Наши охотнички настреляли зверья много. Очень много.
— Григорий, вы всех оленей перестреляли?
— Перестреляешь их… — сказал он довольно. — Там стада… Не мерянные. И кабанья… Всё в порытьи. Гляди! Один на воз!
Кабан, на которого указывал Григорий, был огромен. Килограмм двести — точно. Увидевший мой взгляд «воевода» Степан, подошёл ко мне и гордо сказал:
— Я стрельнул…
— С чего? — Удивился я.
— Григорий Иванович свою пищаль дал. Хороша пищаль. — Он завистливо на неё посмотрел.
— «Порох бы туда ещё нормальный… Цены бы ей не было», — подумал я про себя, но калийной селитры ни у Феофана, ни у профессора Русина, химическим способом, пока не получалось. А добывать селитру естественным путём слишком долго. Селитрянницы заложили три года назад, и надо было ждать ещё минимум четыре. Хоть я и посоветовал вместо извести засыпать сразу золу, но это не на много сокращало процесс. Вся надежда была на «переговоры» Феофана с бактериями.
Глава одиннадцатая
Зиму выжили на мясе, сале, и рыбе. Круп и хлеба было мало. Поставки из Московии стали затруднительны. По Литовскому княжеству шли бунты, и по трактам шастали вооруженные шайки. Хлеб, в основном, поступал с беженцами. Проводили бартерный обмен. Мясо — на крупу.
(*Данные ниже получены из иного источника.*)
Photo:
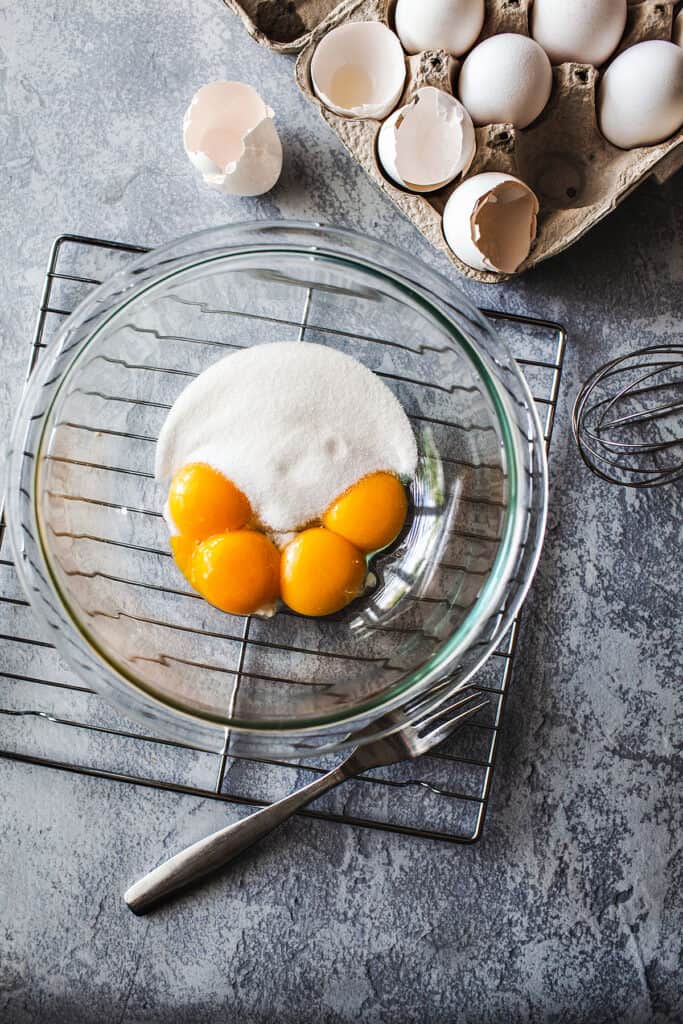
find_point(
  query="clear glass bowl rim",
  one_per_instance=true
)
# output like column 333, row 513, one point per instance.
column 346, row 247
К концу мая в нашем городке по учету казённого миграционного приказа, которым командовал Афанасий Никитич — «старшой» первого задержанного нами обоза, проживало девятьсот пятьдесят два гражданских жителя и гарнизон из шестисот бойцов.
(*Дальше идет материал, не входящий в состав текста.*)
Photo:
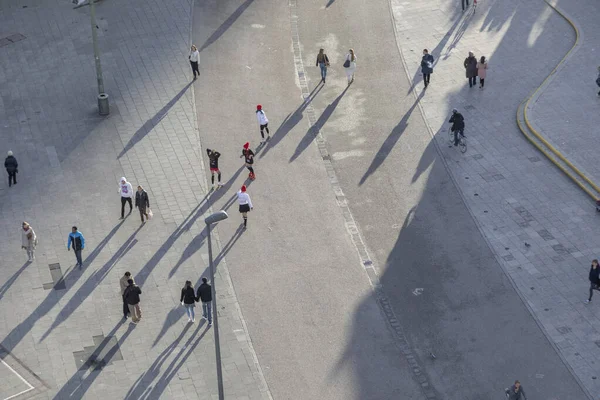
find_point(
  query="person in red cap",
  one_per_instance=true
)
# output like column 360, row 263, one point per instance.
column 245, row 204
column 263, row 121
column 248, row 154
За сошедшим льдом по реке пошёл пиленный лес. Его сплавляли по Соже брёвнами, а на отмели возле крепости вылавливали.
Я прокатился зимой по Соже до лесной вырубки, и удивился, на сколько здесь были прямее русла рек, чем на имеющихся у меня картах. Крутых поворотов не было вообще, и поэтому брёвна скатывались по реке, как по маслу. Лес решили забрать сразу после ледохода, потому что в Гомеле сидели повстанцы, и мы ждали их нападения. О том поведали наши доглядатаи.
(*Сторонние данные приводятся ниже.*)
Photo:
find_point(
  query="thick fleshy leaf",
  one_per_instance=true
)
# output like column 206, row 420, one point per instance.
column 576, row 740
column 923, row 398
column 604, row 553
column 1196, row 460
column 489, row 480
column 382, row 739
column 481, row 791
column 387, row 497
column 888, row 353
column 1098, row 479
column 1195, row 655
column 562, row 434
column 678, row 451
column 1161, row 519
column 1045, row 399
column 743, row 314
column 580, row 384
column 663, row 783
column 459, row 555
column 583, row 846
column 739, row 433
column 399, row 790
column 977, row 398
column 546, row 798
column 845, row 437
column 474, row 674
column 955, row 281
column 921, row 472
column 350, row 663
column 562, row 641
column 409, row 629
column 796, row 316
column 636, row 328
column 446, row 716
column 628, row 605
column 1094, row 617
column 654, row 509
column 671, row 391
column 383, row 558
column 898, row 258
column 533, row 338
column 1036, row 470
Не могли они не прийти, зная, что здесь окопался вражеский гарнизон московитов, аж с целым наместником царским во главе. И они пришли. На множестве небольших судёнышках и паре крупных, на которых, я разглядел в свой прицел, имелось по две пушчонки. Все суда, выйдя, из Сожи, встали у левого берега Днепра, сразу напротив крепости. Вероятно, увидели частокол, перекрывавший доступ на правый берег.
Мы стояли с Григорием на смотровой площадке моего замка. Пушечные порты крепости были закрыты. Мы не стали пока достраивать деревянную крепость, а лишь установили пушечные гнёзда. У нас было тоже четыре пушки, но немого побольше размером.
— Хочется шрапнель нашу на судах проверить. Может сразу шмальнём? — Спросил Григорий.
— Если первыми стрельнут, сразу залп. А пока годи…
Я разглядывал пришельцев и русло Сожа. Что за пришельцы, я так и не понял, а вот на Соже увидел то, что ожидал.
— Всё, Григорий, они попали.
— Дай глянуть, Михал Фёдорович.
Я намотал ему на руку кожаный ремешок, прикреплённый к оптическому прицелу, чтобы не уронил, и передал его Григорию.
— Вижу, Князь, вижу! Голова из устья торчит.
Тем временем, один из двух больших ушкуев, двинулся к нашему частоколу.
— Переговариваться будут… — Явно с сожалением, пробормотал Гришка, и вернул мне оптику.
Я промолчал, разглядывая нападающих. Человек двести у них было. И они могли на парусах подняться вверх по реке и по суши напасть с тыла.
— Подай сигнал «голове».
Гришка просвистел сигнал, и вслед за ним бахнул выстрел, выбросивший в верх красную ракету. «Голова» каравана из сцепленных между собой в три ряда, брёвен спустилась до устья Сожа и вышла в Днепр. Шедшие на голове бойцы на ялике оттянули пенковый канат на правый берег и закрепили за ранее установленное вкопанное бревно. Путь на верх по Днепру был перекрыт брёвнами.
Устье Сожа закрылось брёвнами, раз за разам наваливающимися на плот и создавшими большой залом. Противоположный берег Днепра, заросший ольхой и кустарником, для волочения даже небольших лодок был не пригоден, без подготовки. А времени у противника не было.